Hyderabad:“This is a golden silver for me.” Those words of Gagan Narang sum up the City shooter’s abundant joy on clinching the second place in the men’s 50-metre Prone event at the Commonwealth Games in Glasgow. Indeed, the Olympic bronze medallist wasn’t even sure he’d be able to pull the trigger a year ago, and has spent “many sleepless nights” over it.
“I had suffered a slip disc in the neck and my right arm went numb, moreso the index finger, the one you shoot with. I did not know if I would be able to get back the same feeling in the finger as you know shooting largely depends on the index finger and how sharply you can command and control it. I was totally down after this career threatening injury, and so, this silver is like the gold for me,” a gleeful Gagan told this correspondent on Monday.
“The injury had developed during the 2012 Olympics in London with a catch in the neck but went unnoticed. It popped up when I started training after the Olympics for the next season. I had many sleepless nights. The doctors asked me to get operated but I consulted Olympic Gold Quest (an non-profit organisation floated by former Olympians to identify and nurture talent that can win India the big medal) and they suggested bed rest and complete rehab. So there I was, in bed for eight agonising months,” the 31-year-old explained.
The neck injury also forced Gagan to shift from his favourite Air Rifle event, in which he had won the Olympic bronze. “I felt hollow without shooting my main event here. Shifting focus to prone in which I had the least experience, I did not feel solid ground under my feet. It left me very stressed. It was double trouble,” Gagan said.

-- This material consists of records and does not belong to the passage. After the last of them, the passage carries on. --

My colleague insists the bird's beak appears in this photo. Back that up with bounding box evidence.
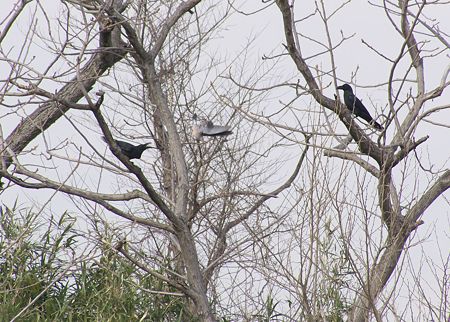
[337,85,344,90]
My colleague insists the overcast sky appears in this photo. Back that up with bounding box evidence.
[1,0,449,318]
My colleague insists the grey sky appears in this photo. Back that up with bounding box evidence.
[1,0,449,319]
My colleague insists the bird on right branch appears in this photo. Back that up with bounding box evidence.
[337,83,383,131]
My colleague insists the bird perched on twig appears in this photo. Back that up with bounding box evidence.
[102,136,152,160]
[337,84,383,131]
[191,114,233,140]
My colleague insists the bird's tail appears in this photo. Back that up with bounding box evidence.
[370,120,383,131]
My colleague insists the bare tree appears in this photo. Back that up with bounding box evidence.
[262,0,449,320]
[1,0,448,321]
[1,1,307,320]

“It feels good to win my first ever prone medal too,” the Hyderabadi added. This is India’s first silver medal in the Prone event at CWG. Gagan had to shift to Prone “because the neck injury aggravates in Air Rifle position when you need to twist your neck towards your left side 90 degrees.”Over a period of lost time, he “wasn’t in good enough form in the Air Rifle event by the time the selections came up. So I started training for Prone (in which the shooter has to lie flat on the ground, with chest down). I am glad I managed a medal.”

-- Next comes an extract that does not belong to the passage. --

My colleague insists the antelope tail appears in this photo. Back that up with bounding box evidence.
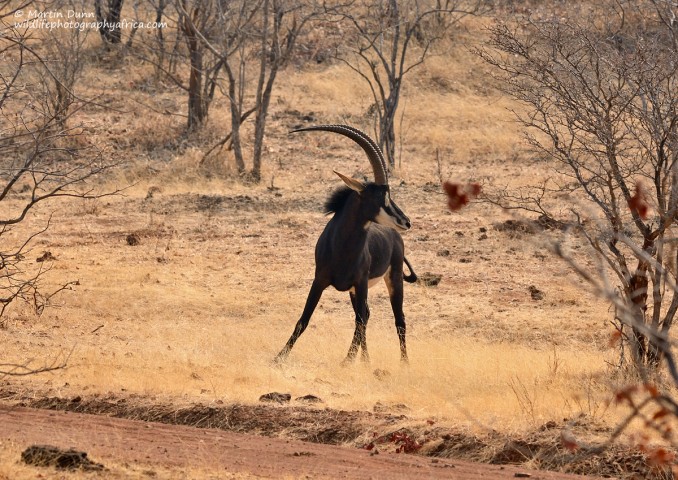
[403,257,417,283]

Having been through a lot of pain, Gagan was thankful to those who stood by him in tough times. “I would want to acknowledge the enormous support I got from my parents, coach Stanislas Lapidus who always pushes me to train hard, the Olympic Gold Quest, my employers Air India, my sponsors Sahara India, my mind trainer Vaibhav Agashe and all my friends and well wishers for helping me come out of the terrible injury period,” he said.